Nevertheless, at a Squaw Valley Property Owners Association meeting held on Jan. 26 to provide an update on the Squaw development, Placer County Supervisor Jennifer Montgomery told the audience of 230 people that incorporation would not affect the outcome of the project.
“For self-determination in the future, it’s a good idea to look into it,” she said. “But in terms of this project, after talking with LAFCO [Local Agency Formation Commission, the Placer County agency that oversees incorporation], it would not change this process, since the project goes forward under the rules it was submitted.”
But Schweitzer said there is a precedent for newly formed cities stopping or changing a development that was already underway. He cited the case of Goleta in Santa Barbara County. Although the city was created after the county had granted approval of a condominium project in 2002, the new city of Goleta refused to approve the project’s final map, a decision that was later upheld by the California Supreme Court.
Undeterred, the Squaw Valley group is planning some preliminary steps toward investigating incorporation. These include a voter registration drive in the two valleys and negotiations with consultants for an initial fiscal analysis, as well as discussions with attorneys about setting up a nonprofit organization to fund incorporation, talks with Placer County LAFCO officials, and getting the subject of incorporation on the Squaw Valley Municipal Advisory Council agenda.
After all the analysis and data gathering is complete, and LAFCO has approved incorporation, the issue must still be put before voters. Schweitzer estimates it could take 18 months to three years to incorporate, plenty of time to impact the village expansion project, especially if it gets tied up in court.
“It might take them [KSL] two to three years to get their entitlements; they haven’t even filed an EIR yet,” he said.
“There could be lawsuits from Sierra Watch.”

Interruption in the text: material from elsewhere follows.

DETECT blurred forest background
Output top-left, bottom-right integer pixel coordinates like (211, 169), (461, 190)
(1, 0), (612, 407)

In the meantime, the Squaw Valley project is moving forward, although there have been changes made to reflect public criticisms. The heights of four buildings have been dropped, with the tallest building now eight stories high. It was previously 10.
“The number one objection to the project has been height, and we hear you,” Chevis Hosea, vice president of development for Squaw Valley Real Estate LLC, told the property owners association crowd. “We have taken 15 floors off the buildings.”
Hosea said tall buildings serve a purpose — they allow concentration of development on the valley floor, in an already disturbed area.
“This is not an on-mountain development; we are not sprawling on the mountain. That’s the reason for height,” he said. “In a mountain environment, vertical development is good; sprawl is bad.”
The reduction in building cuts down the number of total residential units over four phases from 1,295 to 1,093. In phase one, the 390 originally proposed units drop to 350.
The developers also took into consideration public demand for environmental and community improvements. The development now includes plans to restore Squaw Creek at a cost of $1.5 million. (According to Hosea, the Squaw Village original developer, Intrawest, only promised $100,000 for the creek). KSL will also create a meadowlands interpretive park, extend the current bike trail, and offer on-site employee housing.
A scale replica of the Squaw Valley development plan will be available for public viewing in the village around Feb. 14, Hosea said.
While the concerned residents continue to see incorporation as their best bet to influence the Squaw Valley development, Supervisor Montgomery offered the people at the property owners meeting a piece of advice gleaned from her experience both as a supervisor and as a Donner Summit resident fighting the Royal Gorge development between 2007 and 2011: “Work together to identify a project you can live with,” she said. “My fellow supervisors don’t respond well to ‘No.’ I know reaching a vision you all can live with won’t be easy, but I encourage it.”